Parts North
Though I live in a major Seattle neighborhood, the city sidewalks end two blocks south of me. This is rather a point of pride for some of us. In my case, it gives my street as it runs north alongside Crown Hill cemetery a country feel. I can see the street from my studio window (if I dis-lodge a cat) and whenever I take out the garbage.
Cemetery Lane is my favored route when I visit—keep in mind I live in a major Seattle neighborhood—the sheep, the geese and the ducks. The sheep I found one day as I turned down 92nd. There they were, two of them with their little curly horns, munching grass and giving me the once over. For several years they wintered in the city and summered in east King County, but they’ve been gone for a while and the land was sold and bulldozed. I still walk by their former pied a terre on my way to the duck pond.
The duck pond at 95th and 4th takes me back to the 1980s when three piano students – called The Three by the child whose lesson followed –rode bicycles to their lessons on Friday afternoon. The Three always came via the duck pond and every spring, they gave me duckling reports so I knew when it was worth a special trip to see the babies.
Currently there are geese in the yard across the street from the duck pond. Great honking geese, waddling around, practicing their arms sweeps. I like to stand still at the edge of their pen and let them give me the news of the day. I try to stay until one of them flap his wings but I am usually the first to blink.
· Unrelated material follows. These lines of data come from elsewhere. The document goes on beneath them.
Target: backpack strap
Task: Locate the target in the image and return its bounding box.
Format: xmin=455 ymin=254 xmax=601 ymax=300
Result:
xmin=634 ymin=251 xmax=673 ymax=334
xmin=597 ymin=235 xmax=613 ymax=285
Two blocks south of the geese and ducks and across busy Holman Road is Art’s Food Center. Art’s was a family-owned, local grocery store, but it’s been a QFC for some time now and some of us still resent it. There’s a 50 foot pole with a lighted ball that used to illuminate the word Art’s and it was cool. Now that it reads QFC, it’s just tacky. I got into a tacky squabble with someone at the QFC a few years back. I asked a woman to stop bellowing into her cell phone and we exchanged a few choice lines ending with her telling me my pants were stupid. That wouldn’t have happened when the store was called Art’s, partly, I suppose, because that was before cell phones.
Beyond the QFC is Carkeek Park, one of the loveliest of Seattle’s preserves. Though the entrance is a paved road, there’s a walking path on the QFC side. Leaving all tackiness temporarily behind, the path takes you immediately into the woods with choice of trails blazed by the boy scouts, the city and neighborhood volunteers. The main trail takes you through the lovely Piper’s Apple Orchard and –tackiness returns–past a smelly sewage treatment plant, over the railroad tracks and finally to a sandy Puget Sound beach.
Carkeek is a walk for a warm day because it’s cool in the woods and cold at the beach. During the cold weather months of November and December you can’t do better than a brisk walk to 90th and Dibble to see the giant Nutcracker. I happened to pass by one January when some guys were dis-assembling it and I got the whole story. It’s a prop from an old Maurice Sendak production of The Nutcracker. The set had been dismantled and this particular nutcracker was destined for a landfill. My Dibble neighbor went down to Seattle Center at three in the morning with a flatbed truck and rescued the fiberglass artifact. It’s been a holiday fixture in my neighborhood for years.
It’s a damp, cold February day in Seattle. If I had a dog, I’d have to walk whether I liked it or not. But my cats are demonstrating that it’s just as nice to be warm and still and to watch the world go by the window. And so here endeth my series of one mile out in the four directions.